The Virginia General Assembly convened for its 2023 session in Richmond Jan. 11, 2023. (Sarah Vogelsong / Virginia Mercury)
Hundreds of bills are filed for General Assembly consideration each year. In this occasional series, the Mercury takes a look at a few of the proposals that might not otherwise make headlines during the whirlwind legislative session.
House Bill 1734 – Implicit bias training for practitioners working with pregnant persons
This legislation from Del. Chris Head, R-Roanoke, is part of a bipartisan effort that would require practitioners who have direct contact with persons who are or may become pregnant to complete two hours of continuing education related to implicit bias and cultural competency in health care.
The Virginia Board of Medicine would adopt and implement the policies and require that the education be completed at least once every other license renewal cycle, which is every two years.The bill defines implicit bias as “a bias or prejudice that is present but not consciously held or recognized.”

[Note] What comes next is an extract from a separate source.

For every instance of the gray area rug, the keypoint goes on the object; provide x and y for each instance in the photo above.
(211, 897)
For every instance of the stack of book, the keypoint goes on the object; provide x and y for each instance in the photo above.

An identical version of the bill introduced this year by Sen. Mamie Locke, D-Hampton, was struck in committee Thursday, with the panel agreeing to send a letter to the Task Force on Maternal Health Data and Quality Measures asking for a study.
Advocates have been calling for solutions to narrow the gap in racial disparities in maternal mortality for years, and multiple studies have confirmed that many medical professionals do hold implicit biases that affect quality of care.
Black women in Virginia are more than twice as likely to die in childbirth than white women, according to a 2017 report from the Virginia Department of Health. In 2020, non-Hispanic Black women nationwide experienced maternal mortality rates nearly three times higher than those of their white counterparts, according to the National Center for Health Statistics.
This is the eighth piece of legislation brought before the General Assembly to require implicit bias training for health care providers since 2022.
House Bill 1458 – Limiting certain geriatric prisoners from petitioning the Parole Board for release
This bill from Del. Jason Ballard, R-Giles, would expand the list of offenses that prohibit a person from petitioning the Parole Board for conditional release as a geriatric prisoner.
Current law allows any geriatric prisoner serving a sentence for a felony offense other than a Class 1 felony — the most serious type of crime, such as capital murder — to petition the Parole Board for conditional release. The designation includes any person who has reached the age of 65 or older and has served at least five years of his or her sentence or anyone has reached the age of 60 and has served at least 10 years of his or her sentence.
Ballard’s legislation would expand the list of felony offenses that prohibit geriatric prisoners from petitioning the Parole Board to include crimes such as murder of a pregnant woman, killing a fetus, lynching, acts of terrorism, kidnapping or abduction, robbery or carjacking and treason, among others.
Lawmakers voted along party lines to move forward with the bill in subcommittee this week.
Senate Bill 1545 – Eviction and foreclosure relief for furloughed federal agency employees during a shutdown
SB 1545 from Sen. Aaron Rouse, D-Virginia Beach, would provide temporary relief from eviction and foreclosure proceedings for certain Virginians who are furloughed or lose wages or payments as a result of a partial closure of the federal government. Eligible residents would include employees of U.S. government agencies and contractors for those agencies.
Under these circumstances, an employee would be granted an extra 60 days of protection from eviction for nonpayment of rent if he or she provides written proof of being furloughed.
Additionally, a 30-day stay will be granted if an employee owns a one- to four-family residential property and faces foreclosure, or if the owner of a property facing foreclosure has a tenant who was furloughed by the federal government within 90 days of the closure or 90 days following the end of the closure.
The bill defines the closure of the U.S. government as a “closure of one or more agencies of the United States federal government for a period of 14 consecutive days or longer as a result of a lapse of appropriation.”
Senate lawmakers unanimously moved forward with the bill in a subcommittee last week and full committee this week.
The last federal government closure was in December 2018 and lasted 35 days – the longest in the country’s history.